IV. Questions en litige et norme de contrôle

[16] J’ai formulé les questions découlant de la demande ainsi :

  1. L’agent a-t-il manqué à l’équité procédurale en effectuant une recherche indépendante en ligne et en se fondant sur celle-ci?

  2. L’analyse de l’agent était-elle déraisonnable?

[17] Pour l’examen de la question de l’équité (question A), il faut se demander si la procédure était équitable eu égard à l’ensemble des circonstances, en mettant l’accent sur la nature des droits substantiels concernés dans la procédure contestée et les conséquences pour la personne. Cela s’apparente à un examen selon de la norme de la décision correcte (Chemin de fer Canadien Pacifique c Canada (Procureur général), 2018 CAF 69 au para 54).

[18] Il n’est pas contesté que la norme de contrôle présumée s’appliquer à la décision de l’agent (question B) est celle de la décision raisonnable (Canada (Ministre de la Citoyenneté et de l’Immigration) c Vavilov, 2019 CSC 65 [Vavilov]; Kanthasamy c Canada (Citoyenneté et Immigration), 2015 CSC 61 [Kanthasamy]).
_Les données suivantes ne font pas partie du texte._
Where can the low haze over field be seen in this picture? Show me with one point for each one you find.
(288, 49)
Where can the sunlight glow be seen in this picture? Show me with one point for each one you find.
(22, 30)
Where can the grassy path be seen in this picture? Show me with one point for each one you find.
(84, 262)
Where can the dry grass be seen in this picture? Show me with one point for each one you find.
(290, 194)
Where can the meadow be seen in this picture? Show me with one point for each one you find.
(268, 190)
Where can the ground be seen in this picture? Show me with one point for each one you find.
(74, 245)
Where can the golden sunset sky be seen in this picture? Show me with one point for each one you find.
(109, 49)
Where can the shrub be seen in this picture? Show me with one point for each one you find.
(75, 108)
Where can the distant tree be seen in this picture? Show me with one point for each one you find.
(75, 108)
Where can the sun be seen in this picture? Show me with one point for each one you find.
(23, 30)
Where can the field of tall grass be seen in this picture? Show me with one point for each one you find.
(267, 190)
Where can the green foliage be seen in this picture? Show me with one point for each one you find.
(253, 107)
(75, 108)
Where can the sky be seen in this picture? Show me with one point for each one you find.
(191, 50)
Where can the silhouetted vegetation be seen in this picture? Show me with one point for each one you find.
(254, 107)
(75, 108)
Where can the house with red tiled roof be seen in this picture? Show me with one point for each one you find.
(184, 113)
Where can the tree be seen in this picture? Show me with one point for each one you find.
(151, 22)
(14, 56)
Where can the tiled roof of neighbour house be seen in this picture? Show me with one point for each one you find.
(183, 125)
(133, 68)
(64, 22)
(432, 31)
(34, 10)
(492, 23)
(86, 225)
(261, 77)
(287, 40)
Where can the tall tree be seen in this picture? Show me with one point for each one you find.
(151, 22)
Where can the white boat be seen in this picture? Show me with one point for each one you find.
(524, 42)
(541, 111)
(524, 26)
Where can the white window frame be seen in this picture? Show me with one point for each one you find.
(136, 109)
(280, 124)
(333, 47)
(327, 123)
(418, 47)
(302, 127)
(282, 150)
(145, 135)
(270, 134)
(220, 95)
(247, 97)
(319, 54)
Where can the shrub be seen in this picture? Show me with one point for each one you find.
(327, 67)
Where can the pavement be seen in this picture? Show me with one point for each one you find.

[19] Lorsqu’elle procède à un contrôle selon la norme de la décision raisonnable, la Cour se demande « si la décision possède les caractéristiques d’une décision raisonnable, soit la justification, la transparence et l’intelligibilité, et si la décision est justifiée au regard des contraintes factuelles et juridiques pertinentes qui ont une incidence sur celle-ci » (Vavilov, au para 99). Une décision raisonnable doit être fondée sur une analyse intrinsèquement cohérente et rationnelle (Vavilov, au para 85).

V. Analyse

A. Pas de manquement à l’équité procédurale

[20] Les demandeurs soutiennent qu’il était injuste sur le plan procédural que l’agent effectue des recherches indépendantes et se fonde sur les résultats de ces recherches pour appuyer la conclusion selon laquelle des services et des ressources pour les personnes ayant reçu un diagnostic d’autisme étaient accessibles au Portugal sans d’abord leur fournir une possibilité de répondre.
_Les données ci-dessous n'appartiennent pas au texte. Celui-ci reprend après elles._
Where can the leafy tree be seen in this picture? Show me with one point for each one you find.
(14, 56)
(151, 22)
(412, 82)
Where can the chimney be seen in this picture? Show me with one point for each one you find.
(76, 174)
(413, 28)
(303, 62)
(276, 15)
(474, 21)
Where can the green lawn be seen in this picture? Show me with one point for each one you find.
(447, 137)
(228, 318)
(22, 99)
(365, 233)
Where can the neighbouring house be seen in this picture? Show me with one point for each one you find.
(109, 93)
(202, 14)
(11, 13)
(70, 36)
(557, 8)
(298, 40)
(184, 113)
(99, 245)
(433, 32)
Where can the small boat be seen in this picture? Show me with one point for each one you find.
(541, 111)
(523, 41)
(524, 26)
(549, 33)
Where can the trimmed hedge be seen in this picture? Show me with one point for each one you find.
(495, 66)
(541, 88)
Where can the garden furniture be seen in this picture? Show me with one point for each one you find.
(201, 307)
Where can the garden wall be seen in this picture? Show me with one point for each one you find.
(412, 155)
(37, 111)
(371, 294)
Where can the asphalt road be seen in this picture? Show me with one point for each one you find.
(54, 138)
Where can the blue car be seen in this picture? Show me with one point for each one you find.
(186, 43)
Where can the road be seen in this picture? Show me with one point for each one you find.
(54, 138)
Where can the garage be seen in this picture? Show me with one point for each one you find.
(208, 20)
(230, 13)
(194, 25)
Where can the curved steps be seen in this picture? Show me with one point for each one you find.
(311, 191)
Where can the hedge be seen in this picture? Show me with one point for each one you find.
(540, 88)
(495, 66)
[21] Lorsqu’un décideur consulte des sources d’information extrinsèques et se fonde sur celles-ci, il y a une possibilité d’iniquité. Cependant, une telle conclusion n’est pas automatique. La portée de l’obligation d’équité procédurale varie en fonction du contexte (Alves c Canada (Citoyenneté et Immigration), 2022 CF 672 aux para 29-30, renvoyant à Shah c Canada (Citoyenneté et Immigration), 2018 CF 537 aux para 34-42).
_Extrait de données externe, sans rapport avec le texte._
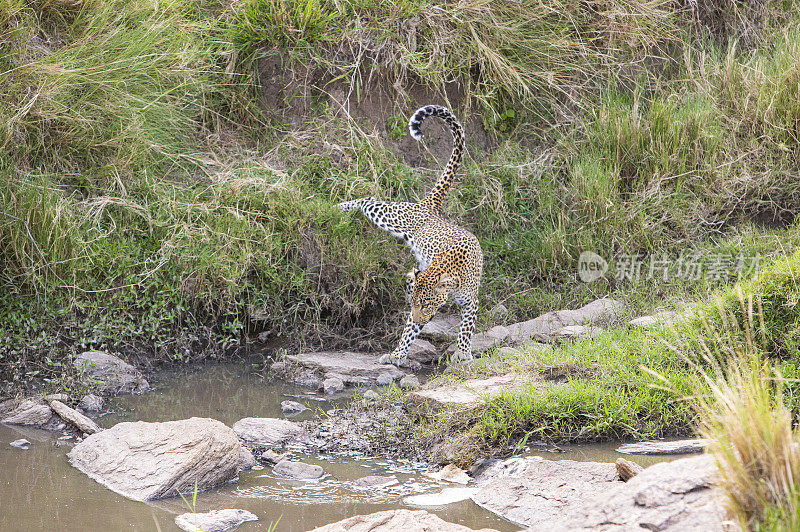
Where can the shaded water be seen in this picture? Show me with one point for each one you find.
(39, 490)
[22] Dans les affaires Alves et Shah, le décideur avait effectué des recherches sur Internet concernant l’accessibilité des services de soutien pour les enfants ayant un TSA, comme en l’espèce. Au paragraphe 30 de la décision Alves, le juge Nicholas McHaffie déclare ce qui suit :

Pour déterminer si l’obligation d’équité procédurale requiert la divulgation de ces documents, la Cour examinera des facteurs tels que i) la source, y compris sa crédibilité; ii) la nature publique des documents et la mesure dans laquelle on pouvait raisonnablement s’attendre à ce que le demandeur en ait connaissance; iii) le caractère inédit et l’importance des renseignements, y compris la manière dont ils diffèrent d’autres éléments de preuve; iv) la nature de la décision, y compris les allégations du demandeur et le fardeau de la preuve : Shah au para 35–38; Majdalani c Canada (Citoyenneté et Immigration), 2015 CF 294 aux para 29–37; Rutayisire c Canada (Citoyenneté et Immigration), 2021 CF 970 aux para 80–88. Lorsque l’on examine ces facteurs, la question fondamentale demeure celle de savoir si la procédure était équitable eu égard à l’ensemble des circonstances : Chemin de fer Canadien Pacifique, au para 54.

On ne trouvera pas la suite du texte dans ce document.